St Thomas' Church on High Green adjacent to the village green is a Grade I listed building dating from the 12th century with additions in the 14th and 15th centuries and a restoration undertaken in 1868. The church is reputed to have the largest collection of hogback stone tombs in the United Kingdom. The hogbacks and Viking period crosses suggest that Brompton was the base for a company of stone carvers during that period. It is possible that the hogback was invented in the Allertonshire area since the hogbacks at Brompton and Northallerton are amongst the oldest examples.
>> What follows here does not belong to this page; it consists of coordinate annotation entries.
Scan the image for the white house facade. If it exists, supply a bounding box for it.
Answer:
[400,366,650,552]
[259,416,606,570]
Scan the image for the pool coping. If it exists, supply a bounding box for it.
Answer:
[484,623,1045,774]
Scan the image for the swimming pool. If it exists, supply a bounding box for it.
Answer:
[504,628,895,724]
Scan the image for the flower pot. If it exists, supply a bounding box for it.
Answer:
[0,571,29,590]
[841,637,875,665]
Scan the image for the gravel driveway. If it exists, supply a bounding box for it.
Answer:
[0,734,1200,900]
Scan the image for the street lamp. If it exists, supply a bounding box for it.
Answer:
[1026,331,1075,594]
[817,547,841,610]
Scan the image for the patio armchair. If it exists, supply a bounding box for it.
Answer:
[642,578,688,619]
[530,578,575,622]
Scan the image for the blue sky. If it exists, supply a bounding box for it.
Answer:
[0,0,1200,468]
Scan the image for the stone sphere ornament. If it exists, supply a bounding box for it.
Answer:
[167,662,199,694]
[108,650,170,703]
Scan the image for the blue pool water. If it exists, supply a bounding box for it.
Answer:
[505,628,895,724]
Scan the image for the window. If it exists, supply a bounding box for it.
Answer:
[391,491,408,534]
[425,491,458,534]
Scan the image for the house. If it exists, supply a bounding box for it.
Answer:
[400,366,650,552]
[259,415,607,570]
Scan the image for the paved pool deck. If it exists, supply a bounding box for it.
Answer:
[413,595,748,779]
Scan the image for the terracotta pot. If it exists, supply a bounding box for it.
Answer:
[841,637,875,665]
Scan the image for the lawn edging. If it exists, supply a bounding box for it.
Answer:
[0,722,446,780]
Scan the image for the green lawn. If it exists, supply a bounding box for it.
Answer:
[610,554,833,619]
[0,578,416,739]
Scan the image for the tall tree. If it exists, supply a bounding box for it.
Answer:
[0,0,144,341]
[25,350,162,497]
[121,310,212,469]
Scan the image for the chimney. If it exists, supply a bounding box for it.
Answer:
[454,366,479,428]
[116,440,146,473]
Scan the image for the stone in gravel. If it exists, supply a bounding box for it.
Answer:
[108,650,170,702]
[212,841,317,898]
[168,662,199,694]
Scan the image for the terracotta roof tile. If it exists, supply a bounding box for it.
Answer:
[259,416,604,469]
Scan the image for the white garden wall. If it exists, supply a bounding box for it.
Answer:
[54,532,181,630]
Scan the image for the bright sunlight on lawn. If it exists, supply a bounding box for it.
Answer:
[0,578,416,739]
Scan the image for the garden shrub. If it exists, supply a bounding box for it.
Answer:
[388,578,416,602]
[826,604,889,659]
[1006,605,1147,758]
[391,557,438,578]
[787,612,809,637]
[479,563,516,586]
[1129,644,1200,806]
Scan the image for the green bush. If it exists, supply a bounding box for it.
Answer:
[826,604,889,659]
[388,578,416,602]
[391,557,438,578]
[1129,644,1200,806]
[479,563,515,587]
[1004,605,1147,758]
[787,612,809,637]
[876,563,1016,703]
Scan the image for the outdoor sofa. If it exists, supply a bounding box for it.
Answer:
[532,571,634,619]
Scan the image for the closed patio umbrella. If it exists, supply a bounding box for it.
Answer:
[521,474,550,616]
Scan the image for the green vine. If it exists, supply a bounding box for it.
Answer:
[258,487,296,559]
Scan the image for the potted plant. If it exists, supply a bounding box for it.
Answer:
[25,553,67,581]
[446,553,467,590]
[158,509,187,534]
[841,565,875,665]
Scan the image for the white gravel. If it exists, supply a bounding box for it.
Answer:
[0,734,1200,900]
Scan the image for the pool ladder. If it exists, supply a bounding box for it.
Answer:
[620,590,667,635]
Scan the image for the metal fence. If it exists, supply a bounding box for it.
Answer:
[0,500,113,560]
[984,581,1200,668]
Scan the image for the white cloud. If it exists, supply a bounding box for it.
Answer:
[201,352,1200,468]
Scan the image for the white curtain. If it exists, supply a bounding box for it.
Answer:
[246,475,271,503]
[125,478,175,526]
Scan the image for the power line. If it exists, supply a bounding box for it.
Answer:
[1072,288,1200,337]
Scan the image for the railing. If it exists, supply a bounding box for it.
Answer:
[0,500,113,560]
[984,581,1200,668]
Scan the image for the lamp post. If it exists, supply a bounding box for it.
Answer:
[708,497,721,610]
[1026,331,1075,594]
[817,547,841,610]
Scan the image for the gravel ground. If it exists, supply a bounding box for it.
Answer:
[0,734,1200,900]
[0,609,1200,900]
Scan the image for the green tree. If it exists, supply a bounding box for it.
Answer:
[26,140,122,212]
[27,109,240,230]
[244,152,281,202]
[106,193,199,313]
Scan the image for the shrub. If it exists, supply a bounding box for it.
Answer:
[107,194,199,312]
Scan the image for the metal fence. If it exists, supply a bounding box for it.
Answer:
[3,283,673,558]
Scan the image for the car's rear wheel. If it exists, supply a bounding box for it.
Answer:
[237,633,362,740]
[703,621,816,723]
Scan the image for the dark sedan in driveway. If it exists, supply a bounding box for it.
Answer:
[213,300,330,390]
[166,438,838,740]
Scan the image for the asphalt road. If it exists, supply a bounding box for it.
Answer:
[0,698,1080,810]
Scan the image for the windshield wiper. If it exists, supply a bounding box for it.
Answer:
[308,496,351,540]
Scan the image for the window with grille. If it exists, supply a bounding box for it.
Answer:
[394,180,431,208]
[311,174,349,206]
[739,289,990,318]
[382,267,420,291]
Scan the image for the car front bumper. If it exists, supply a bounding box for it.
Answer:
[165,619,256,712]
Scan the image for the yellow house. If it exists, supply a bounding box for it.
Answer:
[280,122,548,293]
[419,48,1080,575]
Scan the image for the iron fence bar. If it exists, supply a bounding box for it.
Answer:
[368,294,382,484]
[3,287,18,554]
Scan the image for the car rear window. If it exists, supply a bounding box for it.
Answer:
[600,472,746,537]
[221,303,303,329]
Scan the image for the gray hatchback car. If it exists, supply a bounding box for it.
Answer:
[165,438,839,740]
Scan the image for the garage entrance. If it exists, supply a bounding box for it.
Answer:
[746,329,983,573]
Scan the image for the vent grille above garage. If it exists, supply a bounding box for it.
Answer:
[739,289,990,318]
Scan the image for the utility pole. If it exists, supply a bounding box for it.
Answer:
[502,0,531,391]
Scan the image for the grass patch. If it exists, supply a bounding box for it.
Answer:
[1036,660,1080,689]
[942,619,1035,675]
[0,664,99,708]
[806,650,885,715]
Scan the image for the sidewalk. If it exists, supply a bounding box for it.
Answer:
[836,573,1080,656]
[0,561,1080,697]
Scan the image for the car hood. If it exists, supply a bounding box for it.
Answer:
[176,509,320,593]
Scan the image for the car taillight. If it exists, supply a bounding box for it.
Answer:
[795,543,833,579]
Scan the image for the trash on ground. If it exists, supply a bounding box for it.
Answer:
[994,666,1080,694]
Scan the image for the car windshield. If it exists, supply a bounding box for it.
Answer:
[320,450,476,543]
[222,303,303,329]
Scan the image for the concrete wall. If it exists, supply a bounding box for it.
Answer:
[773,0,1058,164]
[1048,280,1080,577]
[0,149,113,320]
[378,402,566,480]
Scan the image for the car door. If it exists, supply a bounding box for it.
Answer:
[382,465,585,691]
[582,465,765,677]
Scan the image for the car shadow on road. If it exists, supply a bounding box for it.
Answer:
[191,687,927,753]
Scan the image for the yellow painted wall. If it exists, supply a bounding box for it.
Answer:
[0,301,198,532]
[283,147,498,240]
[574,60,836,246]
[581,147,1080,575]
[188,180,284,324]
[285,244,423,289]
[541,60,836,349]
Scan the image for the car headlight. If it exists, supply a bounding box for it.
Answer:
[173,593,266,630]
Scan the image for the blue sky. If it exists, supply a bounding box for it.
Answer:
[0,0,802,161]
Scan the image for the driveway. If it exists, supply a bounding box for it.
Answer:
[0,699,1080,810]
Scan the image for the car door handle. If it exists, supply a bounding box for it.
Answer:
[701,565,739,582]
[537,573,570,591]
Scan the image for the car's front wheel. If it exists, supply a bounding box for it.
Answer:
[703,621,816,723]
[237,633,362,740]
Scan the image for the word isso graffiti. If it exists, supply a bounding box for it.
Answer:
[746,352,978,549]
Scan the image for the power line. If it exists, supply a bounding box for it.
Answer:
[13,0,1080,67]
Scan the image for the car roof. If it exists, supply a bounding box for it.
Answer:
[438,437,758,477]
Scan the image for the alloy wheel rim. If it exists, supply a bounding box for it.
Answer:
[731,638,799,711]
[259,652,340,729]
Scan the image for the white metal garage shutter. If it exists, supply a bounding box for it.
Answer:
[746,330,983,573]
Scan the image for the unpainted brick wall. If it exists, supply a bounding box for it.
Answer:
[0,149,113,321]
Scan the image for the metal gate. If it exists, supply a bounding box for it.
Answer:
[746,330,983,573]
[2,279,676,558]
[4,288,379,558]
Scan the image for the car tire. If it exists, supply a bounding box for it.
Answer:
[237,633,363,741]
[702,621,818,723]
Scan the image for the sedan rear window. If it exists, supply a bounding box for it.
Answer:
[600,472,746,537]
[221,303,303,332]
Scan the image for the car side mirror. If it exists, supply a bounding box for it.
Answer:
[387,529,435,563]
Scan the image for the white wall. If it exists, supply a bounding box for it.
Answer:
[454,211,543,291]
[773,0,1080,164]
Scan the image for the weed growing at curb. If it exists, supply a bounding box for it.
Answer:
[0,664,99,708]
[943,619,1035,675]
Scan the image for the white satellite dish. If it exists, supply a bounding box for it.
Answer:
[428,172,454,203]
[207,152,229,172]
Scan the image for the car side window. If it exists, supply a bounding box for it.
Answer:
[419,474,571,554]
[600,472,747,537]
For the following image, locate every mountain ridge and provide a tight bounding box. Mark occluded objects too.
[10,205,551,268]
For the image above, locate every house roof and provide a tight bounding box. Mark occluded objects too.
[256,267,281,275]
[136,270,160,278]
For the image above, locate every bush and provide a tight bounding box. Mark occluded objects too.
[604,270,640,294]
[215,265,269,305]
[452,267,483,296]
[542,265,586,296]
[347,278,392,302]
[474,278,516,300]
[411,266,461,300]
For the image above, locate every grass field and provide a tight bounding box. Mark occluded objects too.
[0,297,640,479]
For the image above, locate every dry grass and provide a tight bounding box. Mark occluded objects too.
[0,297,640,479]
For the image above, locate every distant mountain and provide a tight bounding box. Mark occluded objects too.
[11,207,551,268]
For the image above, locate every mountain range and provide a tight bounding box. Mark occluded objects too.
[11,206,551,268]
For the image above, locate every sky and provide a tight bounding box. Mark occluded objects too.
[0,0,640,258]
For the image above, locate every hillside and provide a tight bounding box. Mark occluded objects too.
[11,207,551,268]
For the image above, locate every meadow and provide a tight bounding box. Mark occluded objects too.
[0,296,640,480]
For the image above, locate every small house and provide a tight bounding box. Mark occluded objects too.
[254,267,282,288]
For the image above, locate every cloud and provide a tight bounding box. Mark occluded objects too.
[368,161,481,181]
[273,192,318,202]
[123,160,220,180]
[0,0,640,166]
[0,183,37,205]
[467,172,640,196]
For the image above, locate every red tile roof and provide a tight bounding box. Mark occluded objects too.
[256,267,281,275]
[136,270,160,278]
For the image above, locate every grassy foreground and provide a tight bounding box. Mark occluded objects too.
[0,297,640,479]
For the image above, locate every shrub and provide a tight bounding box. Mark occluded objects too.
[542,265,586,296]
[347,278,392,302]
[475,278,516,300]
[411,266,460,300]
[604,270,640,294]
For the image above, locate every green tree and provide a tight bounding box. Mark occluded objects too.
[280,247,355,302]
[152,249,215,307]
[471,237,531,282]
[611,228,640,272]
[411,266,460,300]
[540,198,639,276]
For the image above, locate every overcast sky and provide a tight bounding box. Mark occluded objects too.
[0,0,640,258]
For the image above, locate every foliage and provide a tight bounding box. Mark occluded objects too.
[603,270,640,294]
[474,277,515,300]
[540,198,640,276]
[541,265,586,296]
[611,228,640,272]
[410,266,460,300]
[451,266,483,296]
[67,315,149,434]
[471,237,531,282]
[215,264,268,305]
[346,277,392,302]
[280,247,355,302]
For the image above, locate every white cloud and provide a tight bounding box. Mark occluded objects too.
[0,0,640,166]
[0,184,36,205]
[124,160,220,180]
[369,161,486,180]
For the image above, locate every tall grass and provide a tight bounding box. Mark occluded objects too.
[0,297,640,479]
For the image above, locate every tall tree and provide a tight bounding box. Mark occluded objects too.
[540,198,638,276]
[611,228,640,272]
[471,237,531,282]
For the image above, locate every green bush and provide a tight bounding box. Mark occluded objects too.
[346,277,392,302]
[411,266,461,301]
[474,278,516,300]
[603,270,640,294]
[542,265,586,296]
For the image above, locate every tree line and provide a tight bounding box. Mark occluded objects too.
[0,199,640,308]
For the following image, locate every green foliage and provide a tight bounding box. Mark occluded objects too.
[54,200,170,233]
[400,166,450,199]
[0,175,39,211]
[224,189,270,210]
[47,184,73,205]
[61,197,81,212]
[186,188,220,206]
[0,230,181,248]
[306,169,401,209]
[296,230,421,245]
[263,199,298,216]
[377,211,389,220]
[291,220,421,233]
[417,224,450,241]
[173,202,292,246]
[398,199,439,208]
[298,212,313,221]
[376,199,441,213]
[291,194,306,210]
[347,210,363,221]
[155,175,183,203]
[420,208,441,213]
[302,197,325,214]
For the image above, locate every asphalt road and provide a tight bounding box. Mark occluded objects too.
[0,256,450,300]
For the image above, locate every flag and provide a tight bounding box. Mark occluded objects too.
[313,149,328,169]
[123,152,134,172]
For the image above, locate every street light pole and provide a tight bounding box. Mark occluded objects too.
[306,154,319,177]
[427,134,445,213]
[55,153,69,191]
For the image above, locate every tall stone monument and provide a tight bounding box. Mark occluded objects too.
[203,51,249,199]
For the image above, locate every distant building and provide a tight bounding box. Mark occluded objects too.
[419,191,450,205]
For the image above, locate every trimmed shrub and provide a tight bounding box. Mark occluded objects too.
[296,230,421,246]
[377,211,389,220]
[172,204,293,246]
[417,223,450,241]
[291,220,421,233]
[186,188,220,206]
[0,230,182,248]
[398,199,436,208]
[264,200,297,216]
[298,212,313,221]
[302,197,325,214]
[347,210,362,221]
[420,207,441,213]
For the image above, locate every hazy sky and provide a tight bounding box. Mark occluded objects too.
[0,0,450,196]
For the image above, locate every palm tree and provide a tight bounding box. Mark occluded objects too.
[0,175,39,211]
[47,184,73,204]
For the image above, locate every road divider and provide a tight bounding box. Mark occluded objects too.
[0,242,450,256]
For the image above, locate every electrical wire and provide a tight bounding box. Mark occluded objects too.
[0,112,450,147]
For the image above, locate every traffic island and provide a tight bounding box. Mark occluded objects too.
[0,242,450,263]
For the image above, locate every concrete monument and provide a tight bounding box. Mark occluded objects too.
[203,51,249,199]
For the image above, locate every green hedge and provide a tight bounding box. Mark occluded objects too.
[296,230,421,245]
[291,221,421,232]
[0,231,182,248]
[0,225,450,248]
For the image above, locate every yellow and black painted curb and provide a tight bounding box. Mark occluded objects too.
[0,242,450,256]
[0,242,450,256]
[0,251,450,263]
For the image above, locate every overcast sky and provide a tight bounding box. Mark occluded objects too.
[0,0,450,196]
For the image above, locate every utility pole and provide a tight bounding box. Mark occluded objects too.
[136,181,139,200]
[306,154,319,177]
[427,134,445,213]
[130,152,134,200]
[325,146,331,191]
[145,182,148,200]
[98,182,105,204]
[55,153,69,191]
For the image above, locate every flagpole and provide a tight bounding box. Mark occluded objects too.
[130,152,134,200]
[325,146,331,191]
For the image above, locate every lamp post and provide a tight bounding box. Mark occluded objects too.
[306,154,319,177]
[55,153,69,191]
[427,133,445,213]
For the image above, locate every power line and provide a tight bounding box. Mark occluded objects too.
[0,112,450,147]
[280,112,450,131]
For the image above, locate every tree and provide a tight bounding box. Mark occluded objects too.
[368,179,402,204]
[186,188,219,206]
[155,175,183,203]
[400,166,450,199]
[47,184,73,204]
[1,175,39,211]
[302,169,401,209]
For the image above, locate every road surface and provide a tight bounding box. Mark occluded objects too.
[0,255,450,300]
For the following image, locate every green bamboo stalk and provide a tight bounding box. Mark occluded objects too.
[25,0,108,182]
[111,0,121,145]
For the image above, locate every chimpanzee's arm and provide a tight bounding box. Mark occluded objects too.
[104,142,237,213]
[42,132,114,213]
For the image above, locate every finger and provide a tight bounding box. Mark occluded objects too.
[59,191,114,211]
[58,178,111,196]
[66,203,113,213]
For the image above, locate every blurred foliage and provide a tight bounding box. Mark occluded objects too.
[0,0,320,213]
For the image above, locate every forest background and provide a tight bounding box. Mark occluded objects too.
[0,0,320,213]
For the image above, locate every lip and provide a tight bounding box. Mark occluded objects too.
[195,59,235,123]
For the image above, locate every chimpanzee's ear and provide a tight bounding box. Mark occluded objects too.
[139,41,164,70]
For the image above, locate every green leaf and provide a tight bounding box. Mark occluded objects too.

A Wesleyan chapel was built in 1794 and enlarged in 1817 with further renovation in 1878. Around 1820 a Primitive Methodist chapel was erected on Cockpit Hill. The chapels joined in 1966.

==Education==

Brompton Community Primary School has a capacity of around 210 children of mixed gender between the ages of 3 and 11. Pupils at this school are within the catchment area of Northallerton School & Sixth Form College for secondary education.

==Amenities==

Brompton has an active village hall, the Temperance Hall is used daily and is home to the Brompton Players amateur dramatic group.
A small community café is located in Weavers Pavilion on Station Road next to the primary school. The village convenience store is near St Thomas' Church. There are three public houses in the village: the Green Tree, Crown Inn and the Village Inn which reopened in 2011 after extensive refurbishment.

==Sport==

A football club has played in the village since 1901. The football club plays in the Hambleton League at the recreation ground on Station Road, where a new pavilion was opened in 2011.